O sentimento paralisante que afeta o setor produtivo da nação reflete o aspecto sombrio do desemprego, endividamento doméstico, medo coletivo e carência de perspectiva. Falamos aqui de reduções drásticas da renda familiar, mas precisamos contabilizar o somatório de aflições com a falta de moradia e saneamento, ou a ameaça a uma aposentadoria esperada pela maioria trabalhadora pobre. O desequilíbrio mental aparece com maior incidência na meia idade e principalmente na velhice que surpreende as pessoas, pois até pouco tempo não era comum envelhecer. O próprio estado patrimonialista reforça a versão de que a longevidade (do pobre) é ônus da modernidade e progresso da medicina. O velho de hoje se vê indigitado como problema social, quando tem pouca renda. O antagonismo do que se diz e decanta nos discursos fictícios torna-se o choque brutal. A previdência e assistência médica são interpretados como grave custo para a gestão. Na idade de descansar, o idoso sabe que repousa a cabeça sobre o que pode ser o travesseiro de sufoco. Não bastasse, escancara-se a ausência de afeto (como virtude) que chega às raias da crueldade, onde jovens parentes sugam dos mais velhos seus recursos financeiros. Falta o respeito cultural e afetivo. Falta virtude familiar.
Falta luz
Seria muito citar causas do que apressa, nos últimos anos, a deprimente falta de perspectiva para o modesto trabalhador. A esperança de dias melhores não é apenas na redução do crescimento econômico de 1,46% para 1,24% como prevê o Banco Central. Ao som das caçarolas ruidosas do alto dos edifícios, os desempregados das fábricas sonharam de novo e foram vender marmitas, mas isso já saturou. A roda da economia não anda só com o supérfluo. Depende da multidão que sobrevive no dia-a-dia do trabalho remunerado. O novo governo instalado já sabia que teria problema imenso, e se apresentou prometendo nova luz. Ainda não surgiu o sinal luminoso. Mesmo que lentamente, o paquidérmico aparato dos três poderes já não pode demorar tanto. É preciso que se cumpra a missão, como diz o poeta Jorge de Lima, em O Acendedor de Lampiões: (...) “Tanta gente também nos outros insinua/ Crenças, religião, amor, felicidade.../ Como esse acendedor de lampiões de rua.”
Relações
As relações humanas, especialmente no campo político, chegam a algum lugar somente através do entendimento, com a palavra.

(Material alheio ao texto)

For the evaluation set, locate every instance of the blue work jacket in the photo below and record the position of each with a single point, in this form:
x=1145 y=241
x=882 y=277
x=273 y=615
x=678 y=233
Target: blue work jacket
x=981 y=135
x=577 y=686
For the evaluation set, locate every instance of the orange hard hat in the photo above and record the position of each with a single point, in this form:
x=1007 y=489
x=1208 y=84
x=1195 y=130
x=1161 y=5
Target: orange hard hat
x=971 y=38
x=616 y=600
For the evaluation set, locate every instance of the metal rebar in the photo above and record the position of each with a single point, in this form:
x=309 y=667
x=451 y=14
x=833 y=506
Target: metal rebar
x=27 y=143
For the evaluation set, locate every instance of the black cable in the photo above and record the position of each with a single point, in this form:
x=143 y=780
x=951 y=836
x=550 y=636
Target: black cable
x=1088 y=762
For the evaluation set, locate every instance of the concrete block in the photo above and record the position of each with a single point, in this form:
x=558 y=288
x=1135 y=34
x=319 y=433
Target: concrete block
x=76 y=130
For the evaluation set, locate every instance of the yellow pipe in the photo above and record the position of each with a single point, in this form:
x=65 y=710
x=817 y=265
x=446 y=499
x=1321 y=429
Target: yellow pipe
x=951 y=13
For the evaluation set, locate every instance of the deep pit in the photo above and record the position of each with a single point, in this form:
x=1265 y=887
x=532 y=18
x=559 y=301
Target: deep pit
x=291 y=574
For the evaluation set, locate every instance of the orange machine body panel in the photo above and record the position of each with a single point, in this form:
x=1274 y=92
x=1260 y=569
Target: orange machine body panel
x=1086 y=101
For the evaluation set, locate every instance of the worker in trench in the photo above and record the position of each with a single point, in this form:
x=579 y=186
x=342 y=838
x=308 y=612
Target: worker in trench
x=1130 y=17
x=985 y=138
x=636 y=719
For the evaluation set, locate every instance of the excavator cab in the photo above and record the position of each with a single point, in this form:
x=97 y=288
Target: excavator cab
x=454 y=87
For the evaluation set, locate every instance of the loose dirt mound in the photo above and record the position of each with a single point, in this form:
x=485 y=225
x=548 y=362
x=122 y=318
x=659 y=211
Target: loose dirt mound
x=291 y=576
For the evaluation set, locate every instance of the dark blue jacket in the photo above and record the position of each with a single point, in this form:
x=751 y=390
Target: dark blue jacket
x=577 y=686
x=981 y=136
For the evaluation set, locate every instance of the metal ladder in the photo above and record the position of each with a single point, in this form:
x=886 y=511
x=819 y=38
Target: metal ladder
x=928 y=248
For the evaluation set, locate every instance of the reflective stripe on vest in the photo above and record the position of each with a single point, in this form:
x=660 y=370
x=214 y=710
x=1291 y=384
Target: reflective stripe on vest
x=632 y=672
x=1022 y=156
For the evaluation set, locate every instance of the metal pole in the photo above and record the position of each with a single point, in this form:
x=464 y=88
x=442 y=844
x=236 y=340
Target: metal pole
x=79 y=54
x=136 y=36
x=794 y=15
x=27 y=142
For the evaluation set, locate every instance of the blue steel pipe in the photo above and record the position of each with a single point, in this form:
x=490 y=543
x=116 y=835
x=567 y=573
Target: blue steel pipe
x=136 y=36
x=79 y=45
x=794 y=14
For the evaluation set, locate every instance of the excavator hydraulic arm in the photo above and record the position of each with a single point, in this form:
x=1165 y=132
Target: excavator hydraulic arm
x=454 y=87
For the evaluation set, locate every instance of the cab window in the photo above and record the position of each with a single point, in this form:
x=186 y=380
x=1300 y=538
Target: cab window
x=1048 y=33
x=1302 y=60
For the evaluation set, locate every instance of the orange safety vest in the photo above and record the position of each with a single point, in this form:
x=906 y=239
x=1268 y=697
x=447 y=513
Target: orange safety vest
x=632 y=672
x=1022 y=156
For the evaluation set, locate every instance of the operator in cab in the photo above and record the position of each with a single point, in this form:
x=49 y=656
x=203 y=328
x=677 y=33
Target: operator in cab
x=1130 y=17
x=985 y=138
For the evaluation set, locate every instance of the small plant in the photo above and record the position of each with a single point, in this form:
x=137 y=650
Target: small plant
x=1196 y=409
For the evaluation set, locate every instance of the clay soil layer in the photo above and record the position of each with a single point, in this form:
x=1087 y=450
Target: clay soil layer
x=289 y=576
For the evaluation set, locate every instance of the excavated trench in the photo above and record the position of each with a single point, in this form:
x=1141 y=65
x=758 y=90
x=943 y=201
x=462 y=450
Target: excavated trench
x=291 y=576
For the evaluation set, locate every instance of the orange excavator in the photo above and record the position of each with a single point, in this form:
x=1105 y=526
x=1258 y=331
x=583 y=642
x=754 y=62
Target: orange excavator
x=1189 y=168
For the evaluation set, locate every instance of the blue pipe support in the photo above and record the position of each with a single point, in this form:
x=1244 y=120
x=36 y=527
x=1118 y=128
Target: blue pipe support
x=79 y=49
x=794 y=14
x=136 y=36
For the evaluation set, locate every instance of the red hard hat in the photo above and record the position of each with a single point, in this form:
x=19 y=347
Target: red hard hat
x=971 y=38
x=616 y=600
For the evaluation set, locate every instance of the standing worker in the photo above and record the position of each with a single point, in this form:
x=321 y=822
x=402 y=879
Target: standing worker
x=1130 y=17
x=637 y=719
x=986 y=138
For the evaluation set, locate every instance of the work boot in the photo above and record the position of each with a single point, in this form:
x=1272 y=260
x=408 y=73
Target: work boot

A difusão de valores e a esperança de renovação acontecem com boa comunicação entre forças de representação. Neste campo o presidente Bolsonaro empobrece fragorosamente as relações. Seu palavreado confunde. Confusa a relação entre poderes. Nosso povo já sabe o quanto será difícil, mas a concentração responsável, mesmo com filho incomodando, é exigência do cargo.
Os atiradores
Sem minimizar o furor insano do tráfico de drogas e o averno prisional brasileiro, está faltando o necessário rigor contra as milícias que dominam os grandes centros do país. Quando tais milicianos estão impregnando ativamente a polícia, tudo fica mais absurdo. A escalada da violência com envolvimento de infiltrados oficiais é extremamente prejudicial ao estado de direito. É o crime organizado que executa protegendo interesses escusos da organização com a estrutura do estado. Eles avançam estendendo a escalada de corrupção aos foros de todas as instituições e poderes.
Avançam e matam
Por isso é preciso severidade máxima nas investigações de chacinas, desde o fuzilamento praticado pelo policiamento do Exército nas mortes do músico negro Evaldo dos Santos Rosa e o catador de lixo Luciano Macedo, ou no cruel assassinato do morador de rua Sebastião Lopes, praticada por empresário colecionador de armas. Também é sintomático o extermínio de onze pessoas em Belém, o crime dentro no antro criminoso. O terrível episódio da morte de Marielle, que morreu na defesa dos direitos humanos, é crime miliciano. Essa força criminosa ofende diretamente o cidadão e o estado de direito.